Russians accept election result without protest

MOSCOW - Foreign observers and opposition parties say Russia's parliamentary election was unfair but nobody expects big protests in a country riding the eighth year of an oil boom where political apathy is becoming a way of life.

President Vladimir Putin's United Russia party won a big majority in Sunday's election after a one-sided campaign in which state media and government resources relentlessly promoted the Kremlin line, monitors and independent analysts say.

Europe and the United States demanded an investigation into reports of election irregularities and opposition leaders decried "the dirtiest elections in Russian history".

But few Russians seemed bothered.

"The public is cynical and realises that dubious tricks are being played but they don't care very much," said Masha Lipman, editor of the Pro et Contra Journal at the Moscow Carnegie Centre think-tank. "Life is better for them right now.

Former chess champion and opposition leader Garry Kasparov denounced Sunday's election while voting was still going on. He appealed for supporters to lay flowers at the Central Electoral Commission on Monday marking the "funeral of Russian democracy".

A few dozen people turned up and the protest fizzled out.

By contrast, around 10,000 youths belonging to Nashi, a pro-Putin youth movement, rallied the same day at the Kremlin walls wearing scarves, jackets and pins bearing Putin's face to celebrate their leader's victory.

Russia's history is dominated by autocratic rulers, from the tsars to the Soviet Communist leaders ushered in by the Bolshevik Revolution in 1917. Ordinary Russians often say they prefer tough rulers who brook little or no dissent.

"We can complain about the unfairness of the election but something we can't do is provide an opposition movement -- the Russian people have to do that themselves," one senior European diplomat said.

The liberal politicians who ruled Russia in the 1990s remain discredited, following the 1998 economic collapse in which many Russians lost their savings. The opposition has been marginalised and faces frequent police harassment at rallies.

Putin's supporters are set to win 393 of the 450 seats in the lower house of parliament. Russia's two liberal, pro-Western parties scored far below the 7 percent minimum needed to get in.

The Kremlin said the low vote was the liberal parties' own fault.

"Unfortunately there was a further collapse of the right," said a presidential spokesman. "It's a real signal they have to do something to get rid of their marginality."

"DIRTIEST ELECTIONS IN RUSSIA'S HISTORY"

Opposition politicians talked tough about unfairness on election day. Communist leader Gennady Zyuganov threatened legal challenges. Other parties were equally scathing.

But the Communists have long seemed content to stay in opposition and the Central Electoral Commission, headed by a Putin ally, quickly declared it had found no major problems.

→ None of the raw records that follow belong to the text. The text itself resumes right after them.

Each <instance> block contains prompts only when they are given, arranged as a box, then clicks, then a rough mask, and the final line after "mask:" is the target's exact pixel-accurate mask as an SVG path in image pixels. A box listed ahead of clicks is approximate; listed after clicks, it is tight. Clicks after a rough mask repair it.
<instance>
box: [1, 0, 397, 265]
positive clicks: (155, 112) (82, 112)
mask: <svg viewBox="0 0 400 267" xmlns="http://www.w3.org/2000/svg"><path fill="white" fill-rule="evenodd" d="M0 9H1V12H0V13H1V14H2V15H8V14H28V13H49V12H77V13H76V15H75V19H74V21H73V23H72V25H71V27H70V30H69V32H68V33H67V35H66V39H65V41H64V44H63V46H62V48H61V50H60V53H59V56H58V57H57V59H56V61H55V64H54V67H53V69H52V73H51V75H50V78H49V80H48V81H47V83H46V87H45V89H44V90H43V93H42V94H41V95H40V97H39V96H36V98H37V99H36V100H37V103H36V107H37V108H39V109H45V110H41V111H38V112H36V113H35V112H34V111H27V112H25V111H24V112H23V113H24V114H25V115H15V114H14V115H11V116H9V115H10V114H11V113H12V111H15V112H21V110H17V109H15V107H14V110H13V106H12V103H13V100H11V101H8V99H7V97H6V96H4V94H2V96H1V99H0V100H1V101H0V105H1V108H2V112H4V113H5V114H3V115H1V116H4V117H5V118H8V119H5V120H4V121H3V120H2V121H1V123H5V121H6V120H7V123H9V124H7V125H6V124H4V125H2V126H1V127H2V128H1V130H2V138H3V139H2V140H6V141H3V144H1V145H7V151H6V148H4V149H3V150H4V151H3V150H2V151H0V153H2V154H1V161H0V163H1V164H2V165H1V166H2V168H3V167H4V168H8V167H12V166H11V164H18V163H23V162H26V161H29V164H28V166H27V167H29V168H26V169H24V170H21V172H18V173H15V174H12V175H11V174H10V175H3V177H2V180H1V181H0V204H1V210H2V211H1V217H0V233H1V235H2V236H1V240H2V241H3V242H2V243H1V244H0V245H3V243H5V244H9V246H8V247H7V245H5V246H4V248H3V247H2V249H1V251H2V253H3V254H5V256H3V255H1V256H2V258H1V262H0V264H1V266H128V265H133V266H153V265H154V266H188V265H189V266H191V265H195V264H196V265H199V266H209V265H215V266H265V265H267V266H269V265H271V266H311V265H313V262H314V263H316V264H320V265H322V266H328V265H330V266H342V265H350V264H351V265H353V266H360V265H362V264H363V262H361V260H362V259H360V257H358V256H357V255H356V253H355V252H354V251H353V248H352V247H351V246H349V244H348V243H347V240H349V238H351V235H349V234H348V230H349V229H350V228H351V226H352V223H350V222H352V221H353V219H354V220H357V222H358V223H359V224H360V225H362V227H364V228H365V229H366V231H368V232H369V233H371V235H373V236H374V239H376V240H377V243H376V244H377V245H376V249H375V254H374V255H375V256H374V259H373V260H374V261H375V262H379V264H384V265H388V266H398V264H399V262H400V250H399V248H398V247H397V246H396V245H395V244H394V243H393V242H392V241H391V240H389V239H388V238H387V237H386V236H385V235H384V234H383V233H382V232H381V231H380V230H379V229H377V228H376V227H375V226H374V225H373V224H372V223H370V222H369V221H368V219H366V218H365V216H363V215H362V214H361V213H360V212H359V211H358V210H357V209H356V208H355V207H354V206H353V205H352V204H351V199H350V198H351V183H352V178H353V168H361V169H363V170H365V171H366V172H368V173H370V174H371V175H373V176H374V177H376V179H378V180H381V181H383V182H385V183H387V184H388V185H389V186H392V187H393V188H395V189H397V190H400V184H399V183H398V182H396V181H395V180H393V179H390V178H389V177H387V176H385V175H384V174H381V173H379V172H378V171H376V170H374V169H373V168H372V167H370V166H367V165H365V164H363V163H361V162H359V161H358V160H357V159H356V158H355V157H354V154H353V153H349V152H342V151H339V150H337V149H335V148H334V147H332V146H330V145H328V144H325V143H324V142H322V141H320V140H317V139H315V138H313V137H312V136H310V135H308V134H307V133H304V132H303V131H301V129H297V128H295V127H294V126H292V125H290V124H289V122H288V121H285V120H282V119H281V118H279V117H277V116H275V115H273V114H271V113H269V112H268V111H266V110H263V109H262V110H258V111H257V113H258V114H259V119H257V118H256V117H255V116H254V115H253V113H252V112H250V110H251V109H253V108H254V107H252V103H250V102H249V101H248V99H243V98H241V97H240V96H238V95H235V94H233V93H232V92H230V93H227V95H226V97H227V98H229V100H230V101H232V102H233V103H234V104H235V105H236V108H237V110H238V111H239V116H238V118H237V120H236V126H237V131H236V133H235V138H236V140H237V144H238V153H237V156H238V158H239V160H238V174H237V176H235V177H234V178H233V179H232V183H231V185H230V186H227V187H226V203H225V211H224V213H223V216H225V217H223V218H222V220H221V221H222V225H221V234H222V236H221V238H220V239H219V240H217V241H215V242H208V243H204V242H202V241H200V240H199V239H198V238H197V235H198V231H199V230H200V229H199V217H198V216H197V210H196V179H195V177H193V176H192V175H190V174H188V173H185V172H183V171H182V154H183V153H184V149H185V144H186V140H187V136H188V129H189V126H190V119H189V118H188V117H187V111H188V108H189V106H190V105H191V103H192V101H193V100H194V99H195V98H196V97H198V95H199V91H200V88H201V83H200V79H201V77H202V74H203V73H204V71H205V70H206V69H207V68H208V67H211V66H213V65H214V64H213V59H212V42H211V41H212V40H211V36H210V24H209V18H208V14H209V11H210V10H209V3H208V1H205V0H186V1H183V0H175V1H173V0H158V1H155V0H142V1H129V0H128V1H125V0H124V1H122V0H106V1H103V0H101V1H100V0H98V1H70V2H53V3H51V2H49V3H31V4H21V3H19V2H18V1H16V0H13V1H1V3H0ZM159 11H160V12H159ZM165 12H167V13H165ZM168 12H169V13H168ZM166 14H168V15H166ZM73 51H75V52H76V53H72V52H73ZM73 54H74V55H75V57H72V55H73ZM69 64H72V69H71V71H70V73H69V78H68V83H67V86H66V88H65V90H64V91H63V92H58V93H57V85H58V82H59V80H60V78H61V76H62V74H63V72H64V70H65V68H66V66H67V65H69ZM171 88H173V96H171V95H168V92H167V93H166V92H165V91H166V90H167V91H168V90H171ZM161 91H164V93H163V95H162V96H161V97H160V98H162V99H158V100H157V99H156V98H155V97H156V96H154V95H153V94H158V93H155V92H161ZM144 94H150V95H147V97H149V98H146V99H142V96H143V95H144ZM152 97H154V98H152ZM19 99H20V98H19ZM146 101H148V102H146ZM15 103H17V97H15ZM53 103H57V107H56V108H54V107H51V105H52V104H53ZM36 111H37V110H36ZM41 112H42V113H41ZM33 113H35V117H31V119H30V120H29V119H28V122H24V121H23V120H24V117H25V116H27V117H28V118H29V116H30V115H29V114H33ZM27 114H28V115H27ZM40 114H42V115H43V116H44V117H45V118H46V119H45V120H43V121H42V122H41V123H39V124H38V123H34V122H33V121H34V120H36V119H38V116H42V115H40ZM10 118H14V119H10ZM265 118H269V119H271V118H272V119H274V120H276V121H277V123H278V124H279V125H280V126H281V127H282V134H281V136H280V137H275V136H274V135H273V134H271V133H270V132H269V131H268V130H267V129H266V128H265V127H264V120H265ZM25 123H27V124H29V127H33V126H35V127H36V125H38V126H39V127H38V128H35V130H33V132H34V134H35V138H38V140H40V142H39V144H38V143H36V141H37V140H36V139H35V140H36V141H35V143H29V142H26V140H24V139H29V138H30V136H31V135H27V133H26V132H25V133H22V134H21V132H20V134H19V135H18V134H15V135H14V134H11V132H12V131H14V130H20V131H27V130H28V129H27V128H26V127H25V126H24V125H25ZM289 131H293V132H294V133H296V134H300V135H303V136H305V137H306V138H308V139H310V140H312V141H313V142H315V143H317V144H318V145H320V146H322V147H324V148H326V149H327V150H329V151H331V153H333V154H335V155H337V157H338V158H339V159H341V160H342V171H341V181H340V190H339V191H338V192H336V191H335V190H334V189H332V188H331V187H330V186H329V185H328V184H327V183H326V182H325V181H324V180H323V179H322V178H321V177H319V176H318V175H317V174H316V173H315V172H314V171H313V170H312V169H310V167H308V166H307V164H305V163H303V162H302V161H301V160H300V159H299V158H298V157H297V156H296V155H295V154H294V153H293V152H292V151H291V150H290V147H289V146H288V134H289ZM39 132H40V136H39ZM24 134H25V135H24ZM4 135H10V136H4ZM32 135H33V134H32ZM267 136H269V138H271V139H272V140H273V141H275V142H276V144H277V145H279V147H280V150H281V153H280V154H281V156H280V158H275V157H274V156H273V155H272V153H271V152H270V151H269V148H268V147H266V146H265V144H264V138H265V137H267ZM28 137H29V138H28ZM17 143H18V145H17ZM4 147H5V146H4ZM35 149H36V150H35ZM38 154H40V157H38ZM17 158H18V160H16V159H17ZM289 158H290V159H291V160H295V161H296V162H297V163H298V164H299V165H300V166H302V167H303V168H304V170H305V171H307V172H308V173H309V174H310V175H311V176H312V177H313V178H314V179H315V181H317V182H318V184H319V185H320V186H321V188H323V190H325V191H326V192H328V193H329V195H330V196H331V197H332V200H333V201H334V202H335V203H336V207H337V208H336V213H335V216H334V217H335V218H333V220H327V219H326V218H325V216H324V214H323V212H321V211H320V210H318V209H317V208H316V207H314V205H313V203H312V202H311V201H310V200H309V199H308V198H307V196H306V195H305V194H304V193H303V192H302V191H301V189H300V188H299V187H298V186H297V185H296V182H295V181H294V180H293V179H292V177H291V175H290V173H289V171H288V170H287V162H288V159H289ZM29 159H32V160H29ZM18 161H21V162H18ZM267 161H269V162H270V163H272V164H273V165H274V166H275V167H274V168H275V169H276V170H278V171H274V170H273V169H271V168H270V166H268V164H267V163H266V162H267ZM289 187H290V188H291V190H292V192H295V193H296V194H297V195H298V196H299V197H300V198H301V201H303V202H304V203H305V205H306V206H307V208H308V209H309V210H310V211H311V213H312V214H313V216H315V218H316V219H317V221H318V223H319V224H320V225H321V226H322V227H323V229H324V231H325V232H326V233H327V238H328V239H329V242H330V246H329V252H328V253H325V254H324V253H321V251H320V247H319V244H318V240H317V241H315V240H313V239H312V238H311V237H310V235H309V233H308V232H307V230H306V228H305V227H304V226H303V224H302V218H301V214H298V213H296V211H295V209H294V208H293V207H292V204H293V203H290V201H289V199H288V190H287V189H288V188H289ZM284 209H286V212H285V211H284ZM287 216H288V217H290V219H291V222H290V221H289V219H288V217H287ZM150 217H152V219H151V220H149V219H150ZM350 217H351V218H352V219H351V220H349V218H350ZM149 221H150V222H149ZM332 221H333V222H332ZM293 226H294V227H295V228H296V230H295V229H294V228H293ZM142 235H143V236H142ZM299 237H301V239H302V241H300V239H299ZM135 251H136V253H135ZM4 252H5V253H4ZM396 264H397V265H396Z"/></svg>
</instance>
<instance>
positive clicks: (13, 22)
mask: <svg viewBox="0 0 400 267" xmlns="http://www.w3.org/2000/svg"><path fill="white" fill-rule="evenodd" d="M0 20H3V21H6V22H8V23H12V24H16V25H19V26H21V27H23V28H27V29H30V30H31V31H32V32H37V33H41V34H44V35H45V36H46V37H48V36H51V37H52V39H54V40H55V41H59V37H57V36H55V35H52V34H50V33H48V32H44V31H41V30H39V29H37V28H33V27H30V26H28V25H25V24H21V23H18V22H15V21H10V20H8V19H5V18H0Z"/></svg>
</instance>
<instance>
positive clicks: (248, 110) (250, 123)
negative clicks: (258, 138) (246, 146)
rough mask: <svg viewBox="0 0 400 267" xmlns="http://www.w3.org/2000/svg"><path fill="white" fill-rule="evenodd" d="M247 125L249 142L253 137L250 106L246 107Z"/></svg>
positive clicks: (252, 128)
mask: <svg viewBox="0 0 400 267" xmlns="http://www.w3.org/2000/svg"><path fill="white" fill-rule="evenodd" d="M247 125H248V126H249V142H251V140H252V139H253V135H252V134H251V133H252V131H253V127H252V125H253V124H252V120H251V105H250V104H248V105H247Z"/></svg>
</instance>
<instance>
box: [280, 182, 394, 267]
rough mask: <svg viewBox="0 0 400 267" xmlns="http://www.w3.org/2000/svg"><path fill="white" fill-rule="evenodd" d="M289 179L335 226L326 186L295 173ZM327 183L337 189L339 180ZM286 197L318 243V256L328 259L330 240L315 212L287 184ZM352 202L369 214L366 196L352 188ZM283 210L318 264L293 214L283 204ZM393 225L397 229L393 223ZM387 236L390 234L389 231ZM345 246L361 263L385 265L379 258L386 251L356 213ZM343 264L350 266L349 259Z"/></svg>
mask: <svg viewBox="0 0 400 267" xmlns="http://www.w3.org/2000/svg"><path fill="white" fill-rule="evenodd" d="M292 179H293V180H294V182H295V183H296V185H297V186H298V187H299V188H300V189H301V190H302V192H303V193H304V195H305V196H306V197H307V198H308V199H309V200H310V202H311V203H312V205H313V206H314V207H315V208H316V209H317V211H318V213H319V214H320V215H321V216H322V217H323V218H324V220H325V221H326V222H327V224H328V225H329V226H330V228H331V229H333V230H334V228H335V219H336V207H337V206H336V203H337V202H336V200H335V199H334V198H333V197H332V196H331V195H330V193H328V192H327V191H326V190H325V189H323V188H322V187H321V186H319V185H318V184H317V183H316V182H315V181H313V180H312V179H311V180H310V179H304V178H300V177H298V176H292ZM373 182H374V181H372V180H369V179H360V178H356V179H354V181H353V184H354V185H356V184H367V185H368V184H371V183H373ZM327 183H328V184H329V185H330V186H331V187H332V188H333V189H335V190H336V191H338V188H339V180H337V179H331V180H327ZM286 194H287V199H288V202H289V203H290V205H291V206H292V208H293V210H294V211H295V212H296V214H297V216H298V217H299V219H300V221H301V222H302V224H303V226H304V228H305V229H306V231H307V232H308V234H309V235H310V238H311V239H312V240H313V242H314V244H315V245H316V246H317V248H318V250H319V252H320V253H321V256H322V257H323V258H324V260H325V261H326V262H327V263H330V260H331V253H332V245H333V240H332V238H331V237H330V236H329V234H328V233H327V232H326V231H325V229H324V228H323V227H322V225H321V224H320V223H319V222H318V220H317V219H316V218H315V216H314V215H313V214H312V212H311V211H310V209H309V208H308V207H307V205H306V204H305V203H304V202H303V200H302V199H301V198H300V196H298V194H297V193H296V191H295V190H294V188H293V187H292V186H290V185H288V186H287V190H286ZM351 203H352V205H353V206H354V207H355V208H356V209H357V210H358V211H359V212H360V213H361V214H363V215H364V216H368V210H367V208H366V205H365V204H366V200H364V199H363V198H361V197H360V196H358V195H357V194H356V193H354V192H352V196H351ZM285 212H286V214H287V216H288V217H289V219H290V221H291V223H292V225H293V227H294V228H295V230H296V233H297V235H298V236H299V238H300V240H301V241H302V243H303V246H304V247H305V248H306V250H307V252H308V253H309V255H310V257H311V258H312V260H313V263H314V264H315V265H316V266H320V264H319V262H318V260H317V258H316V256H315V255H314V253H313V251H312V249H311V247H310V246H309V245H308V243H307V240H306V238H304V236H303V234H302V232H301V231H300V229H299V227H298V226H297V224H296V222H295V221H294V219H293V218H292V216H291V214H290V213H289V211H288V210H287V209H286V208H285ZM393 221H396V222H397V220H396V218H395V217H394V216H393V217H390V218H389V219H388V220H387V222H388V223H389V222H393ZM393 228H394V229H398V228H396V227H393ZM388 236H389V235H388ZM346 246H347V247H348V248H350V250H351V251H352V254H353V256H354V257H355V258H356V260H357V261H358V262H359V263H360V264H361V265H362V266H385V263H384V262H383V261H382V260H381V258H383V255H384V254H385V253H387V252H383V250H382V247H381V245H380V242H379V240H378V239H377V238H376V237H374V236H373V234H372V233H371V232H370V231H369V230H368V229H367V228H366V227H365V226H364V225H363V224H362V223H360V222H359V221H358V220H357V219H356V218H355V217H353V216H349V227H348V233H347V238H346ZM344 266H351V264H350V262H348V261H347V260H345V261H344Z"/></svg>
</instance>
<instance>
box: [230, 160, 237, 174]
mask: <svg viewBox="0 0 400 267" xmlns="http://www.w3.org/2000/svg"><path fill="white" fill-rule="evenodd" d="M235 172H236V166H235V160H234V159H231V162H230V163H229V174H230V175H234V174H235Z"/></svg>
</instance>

The complaints about unfairness and cheating led some observers to recall events in neighbouring Ukraine, where presidential elections were deemed unfair by voters in 2004.

Ukraine's controversial vote led to street protests which finally led to a re-run of the election and handed victory to the opposition.

Nobody expects a similar outcome in Russia.

"Even at that time (2004) it was totally obvious to any objective observer that there would never be anything like an Orange Revolution in Russia," Lipman said.

"If the stakes are as high as they are for the Kremlin elite to preserve the status quo, you want double, triple, quadruple protection."

Opinion pollsters say many Russians didn't expect a clean election in the first place.

"There won't be any protests," said Natalya Zorkaya, a researcher at the Levada Centre, a polling group. "Those who didn't vote for United Russia anticipated that the election would be dirty and those who did are happy with the outcome."